On the other hand, for the point $(2,2)$, the local dimension is a slightly more wily beast. The two dimensional Lebesgue measure of an isolated point is $0$, thus for any sufficiently small $r$, we have $$\mu_A\bigl( A \cap B((2,2), r)\bigr) = 0.$$ In this context, it is (perhaps) reasonable to define $\log(0) = -\infty$. With respect to this convention, $$\loc \mu_A((2,2)) = \lim_{r \downarrow 0} \frac{\log( 0 )}{ \log(r) } = -\infty. $$ It is, therefore, reasonable to conclude that $$ \loc \mu_A(A) = \{2,-\infty\}, \qquad\text{and}\qquad \loc \mu_B(B) = \{2\}. $$
It is, perhaps, worth noting that this computation indicates that an isolated point in this space is not zero dimensional, but is, instead "negative infinite dimensional". This is an entirely reasonable interpretation, and has to do with the fact that points are null sets for the Lebesgue measure. You might consider what would happen if you gave the point counting measure (so that $\mu_A((2,2)) = 1$).
Another (related) approach might be to massage the theory of the complex dimensions of a relative fractal drum (RFD), introduced by Lapidus and collaborators, and described in some detail in chapter 5 of [2]. I am not going to get into this in too much detail here, as it takes a little work to develop the right tools, but I will note that the theory of RFDs gives us much better language for talking about spaces which have "negative" dimension (including negative infinite dimension).
[1] Falconer, Kenneth, Fractal geometry. Mathematical foundations and applications, Hoboken, NJ: John Wiley & Sons (ISBN 978-1-119-94239-9/hbk). xxx, 368 p. (2014). ZBL1285.28011.
[2] Lapidus, Michel L.; van Frankenhuijsen, Machiel, Fractal geometry, complex dimensions and zeta functions. Geometry and spectra of fractal strings, Springer Monographs in Mathematics. New York, NY: Springer (ISBN 978-1-4614-2175-7/hbk; 978-1-4614-2176-4/ebook). xxvi, 567 p. (2013). ZBL1261.28011.

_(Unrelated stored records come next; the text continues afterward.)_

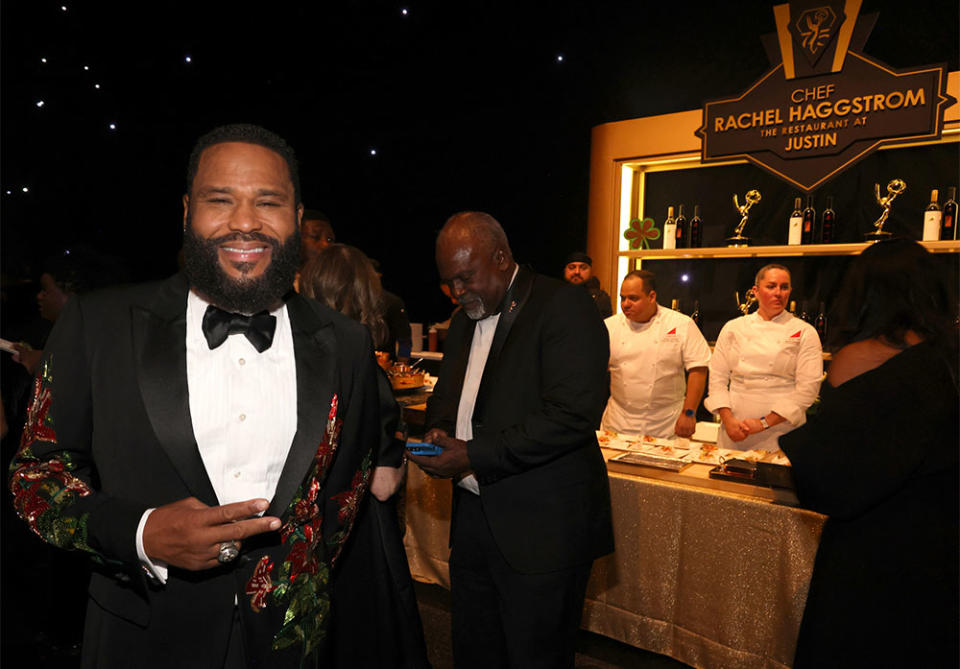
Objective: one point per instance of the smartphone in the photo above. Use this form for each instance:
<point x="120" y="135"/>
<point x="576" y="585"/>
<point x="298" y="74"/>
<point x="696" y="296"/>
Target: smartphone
<point x="423" y="448"/>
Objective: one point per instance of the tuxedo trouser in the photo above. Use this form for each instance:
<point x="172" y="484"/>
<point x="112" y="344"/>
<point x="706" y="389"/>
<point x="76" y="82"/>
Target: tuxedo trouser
<point x="236" y="657"/>
<point x="503" y="618"/>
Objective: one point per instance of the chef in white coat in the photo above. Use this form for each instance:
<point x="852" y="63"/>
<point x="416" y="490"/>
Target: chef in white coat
<point x="650" y="349"/>
<point x="766" y="369"/>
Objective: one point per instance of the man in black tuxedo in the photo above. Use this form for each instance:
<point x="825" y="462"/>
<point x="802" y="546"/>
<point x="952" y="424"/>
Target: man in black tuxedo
<point x="520" y="393"/>
<point x="207" y="439"/>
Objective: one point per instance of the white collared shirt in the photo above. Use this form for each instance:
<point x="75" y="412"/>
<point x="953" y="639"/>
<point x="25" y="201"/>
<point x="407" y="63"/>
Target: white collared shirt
<point x="647" y="365"/>
<point x="243" y="409"/>
<point x="760" y="366"/>
<point x="479" y="352"/>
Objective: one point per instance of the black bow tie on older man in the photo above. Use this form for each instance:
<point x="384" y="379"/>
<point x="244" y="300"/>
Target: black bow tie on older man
<point x="219" y="324"/>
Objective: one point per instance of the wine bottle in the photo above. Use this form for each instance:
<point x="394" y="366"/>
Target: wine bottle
<point x="828" y="223"/>
<point x="932" y="217"/>
<point x="796" y="223"/>
<point x="807" y="235"/>
<point x="696" y="229"/>
<point x="682" y="232"/>
<point x="669" y="231"/>
<point x="821" y="324"/>
<point x="948" y="227"/>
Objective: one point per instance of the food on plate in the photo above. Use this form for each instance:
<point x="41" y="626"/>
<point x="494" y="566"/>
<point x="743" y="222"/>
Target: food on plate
<point x="404" y="377"/>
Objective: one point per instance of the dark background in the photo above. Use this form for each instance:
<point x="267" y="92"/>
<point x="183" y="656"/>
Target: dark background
<point x="465" y="103"/>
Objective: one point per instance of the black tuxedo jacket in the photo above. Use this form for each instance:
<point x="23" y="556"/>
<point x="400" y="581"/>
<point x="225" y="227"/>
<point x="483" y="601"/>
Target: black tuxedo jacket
<point x="543" y="480"/>
<point x="109" y="435"/>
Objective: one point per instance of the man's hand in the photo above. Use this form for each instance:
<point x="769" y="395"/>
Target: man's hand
<point x="686" y="425"/>
<point x="27" y="357"/>
<point x="188" y="533"/>
<point x="734" y="428"/>
<point x="449" y="464"/>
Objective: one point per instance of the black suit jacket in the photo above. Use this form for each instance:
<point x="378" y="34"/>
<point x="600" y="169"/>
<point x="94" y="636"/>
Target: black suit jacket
<point x="543" y="480"/>
<point x="109" y="435"/>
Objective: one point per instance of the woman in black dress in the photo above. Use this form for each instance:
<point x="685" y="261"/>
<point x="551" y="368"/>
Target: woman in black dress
<point x="880" y="458"/>
<point x="373" y="567"/>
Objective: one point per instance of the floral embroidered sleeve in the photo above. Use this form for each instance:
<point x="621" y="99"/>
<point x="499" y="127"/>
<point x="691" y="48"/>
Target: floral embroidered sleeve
<point x="43" y="488"/>
<point x="52" y="476"/>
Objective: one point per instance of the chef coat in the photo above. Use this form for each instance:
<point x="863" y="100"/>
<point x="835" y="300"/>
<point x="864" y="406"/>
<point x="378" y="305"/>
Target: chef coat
<point x="761" y="366"/>
<point x="647" y="364"/>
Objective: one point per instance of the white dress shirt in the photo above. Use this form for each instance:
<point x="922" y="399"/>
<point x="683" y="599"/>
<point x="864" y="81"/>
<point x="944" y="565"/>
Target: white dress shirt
<point x="479" y="352"/>
<point x="243" y="407"/>
<point x="761" y="366"/>
<point x="647" y="365"/>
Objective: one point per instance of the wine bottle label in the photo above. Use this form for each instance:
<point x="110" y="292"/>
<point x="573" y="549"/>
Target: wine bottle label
<point x="931" y="225"/>
<point x="670" y="235"/>
<point x="795" y="230"/>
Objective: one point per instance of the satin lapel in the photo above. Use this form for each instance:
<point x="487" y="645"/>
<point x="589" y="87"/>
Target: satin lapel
<point x="159" y="346"/>
<point x="460" y="356"/>
<point x="315" y="349"/>
<point x="513" y="303"/>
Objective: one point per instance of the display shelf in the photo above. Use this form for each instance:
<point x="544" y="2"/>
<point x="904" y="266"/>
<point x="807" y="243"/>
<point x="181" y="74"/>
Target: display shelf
<point x="774" y="251"/>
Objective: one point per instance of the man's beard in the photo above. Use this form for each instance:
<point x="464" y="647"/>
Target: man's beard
<point x="201" y="264"/>
<point x="476" y="310"/>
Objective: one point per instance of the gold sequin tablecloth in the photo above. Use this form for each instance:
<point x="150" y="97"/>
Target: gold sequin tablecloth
<point x="708" y="577"/>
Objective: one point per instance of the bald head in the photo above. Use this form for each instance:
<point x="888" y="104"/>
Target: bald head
<point x="475" y="262"/>
<point x="477" y="229"/>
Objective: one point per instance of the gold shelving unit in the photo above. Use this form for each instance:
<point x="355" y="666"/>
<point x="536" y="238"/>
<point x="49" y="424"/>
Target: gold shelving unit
<point x="772" y="251"/>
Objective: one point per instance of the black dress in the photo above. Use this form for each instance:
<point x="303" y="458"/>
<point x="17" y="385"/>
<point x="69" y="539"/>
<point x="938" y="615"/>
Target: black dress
<point x="880" y="458"/>
<point x="375" y="622"/>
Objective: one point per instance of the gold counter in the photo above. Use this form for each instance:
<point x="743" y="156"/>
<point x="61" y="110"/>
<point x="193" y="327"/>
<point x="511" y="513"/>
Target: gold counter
<point x="711" y="577"/>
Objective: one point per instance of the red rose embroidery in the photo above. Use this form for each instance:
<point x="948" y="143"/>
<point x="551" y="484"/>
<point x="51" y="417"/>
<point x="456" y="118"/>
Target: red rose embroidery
<point x="260" y="584"/>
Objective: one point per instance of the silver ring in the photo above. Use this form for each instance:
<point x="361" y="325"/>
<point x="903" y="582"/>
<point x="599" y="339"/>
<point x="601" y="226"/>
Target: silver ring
<point x="229" y="550"/>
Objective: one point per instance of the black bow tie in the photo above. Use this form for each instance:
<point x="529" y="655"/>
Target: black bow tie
<point x="219" y="324"/>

For any point $x$ in any metric space $X$ you can consider the "local dimension at $x$ with radius $r$," namely the Hausdorff dimension of the closed ball
$$B_r(x) = \{ y \in x : d(x, y) \le r \}$$
of radius $r$ around $x$. If this dimension is constant for all sufficiently small $r$ you can consider the "local dimension at $x$" to be this constant value. Probably a similar definition can be written down for local topological dimensions.
A solid square $[0, 1] \times [0, 1]$ has local dimension $2$ at every point, and the isolated point in $A$ has local dimension $0$. So $A$ and $B$ can be distinguished by the fact that the local dimension of every point in $B$ is $2$, whereas this is not true for $A$.
This seems to me to be more or less the obvious thing to do and I'm surprised this isn't standard. Dimensions are inherently local. In other words, the dimension of a geometric object $X$ is inherently not a number but a function on $X$ given by the local dimension at $x \in X$. It happens that we often consider $X$ such that the local dimension at every point is the same number $d$, in which case it would make sense to say that $X$ has dimension $d$. But this is not true in your case, so I'm suggesting that in your case we instead consider the more refined invariant given by local dimension.